Abstract
During the past decade, broadcasting has been challenged by OTT services, offering a more personalized and flexible way of experiencing the content. The on-demand features paved the way for new media delivery paradigms, replacing traditional MPEG-TS stream-based approach by file-based IP protocols. With those new protocols came new ways of monetizing the content. While traditional TV leveraged advertisements to increase broadcasters' revenues for decades, it has never approached the level of personalization offered by OTT, until the release of ATSC-3.0 [8] and its IP stack in 2016. However, OTT services have some drawbacks compared to broadcasting: video quality, latency, and scaling capabilities when millions of viewers want to access a content at the same time. In this paper, we describe how the several recent technologies can be exploited to address these drawbacks. An end-to-end chain is also demonstrated, bringing significant improvement over existing approaches in terms of bandwidth, latency and experience.
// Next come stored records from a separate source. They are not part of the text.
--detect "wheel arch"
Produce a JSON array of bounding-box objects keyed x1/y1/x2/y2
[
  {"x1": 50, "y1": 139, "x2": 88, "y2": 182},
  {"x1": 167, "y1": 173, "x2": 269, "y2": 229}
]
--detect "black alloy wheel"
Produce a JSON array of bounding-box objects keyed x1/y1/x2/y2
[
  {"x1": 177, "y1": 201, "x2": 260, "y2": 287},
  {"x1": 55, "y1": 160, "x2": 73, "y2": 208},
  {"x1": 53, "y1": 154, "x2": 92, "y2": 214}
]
The Versatile Video Coding (VVC) [1] standard has been released in mid-2020 by ISO/IEC MPEG and ITU-T VCEG. VVC has been designed to address a wide range of applications and video formats, while providing a substantial bandwidth saving (around 50%), compared to its predecessor, High Efficiency Video Coding (HEVC) [10], at an equivalent perceived video quality [12]. In this paper, VVC is used to reduce the bandwidth occupied by video over the network, which is a key issue in 2021, knowing that more than 80% of the internet traffic is used to deliver video content [2]. A live software implementation of VVC provided by ATEME is used in the headend before packaging and distribution, producing ISO/IEC Base Media File Format (ISOBMFF) output files [6].
The Common Media Application Format in its Low-Latency profile (CMAF-LL) is then used to deliver the video [7], leveraging HTTP chunk transfer encoding to deliver Low-Latency DASH (LL-DASH) [3]. To further reduce the bandwidth, the DASH-ROUTE server is leveraged to deliver multicast instead of redundant unicast sessions [11]. The ATEME packager, origin server and DASH-ROUTE multicast server are used for that purpose. Combined with VVC efficient source-coding, this paper provides a bandwidth efficient and low-latency manner of delivering OTT services at scale.
This paper adopts multi-period DASH manifests for ad insertion using XLink to signal ad-server URL. Typical streams coming from broadcasting studios, embedding SCTE-35 splicing event are used as input and interpreted by ATEME pre-processing engine to trigger the ad-insertion and multi-period events in the DASH manifest. The ad-server is then provisioned with VVC-encoded ad-clip for reducing the CDN cost of those files. To demonstrate such advanced features, the GPAC Framework [9] is used with real-time VVC software decoder [4, 5]. The multicast gateway and player from GPAC embeds the real-time decoder libraries to demonstrate both the ROUTE demuxing and ad-replacement within the player.
The benefits of using VVC and ROUTE has been measured. It is verified that the proposed solution enables similar latency as typical terrestrial broadcast services with a high-level of quality providing around 3 seconds glass-to-glass latency leveraging CMAF with HTTP chunk transfer encoding. An accurate description of encoding, packaging and delivery setting will be presented in the poster. Finally, the interoperability is demonstrated by integrating it with other CDN-providers and devices.
In summary, this paper describes implementation and demonstration of a state-of-the-art complete end-to-end and transmission chain for OTT, That aims to address well-known OTT drawbacks, such as latency and scaling capability, by combining the VVC, CMAF-LL and DASH-ROUTE. The proposed solution demonstrates significant benefits in terms of latency reduction, bandwidth saving and network traffic reduction, while enabling flexible and customized ad-insertion solutions for live OTT services. The interoperability of the proposed components is also demonstrated by integrating the chain with 3rd party CDN-providers and integrating it within broadcast environment. As a result, this paper shows the good degree of maturity of emerging technologies such as VVC, when combined with CMAF and ROUTE.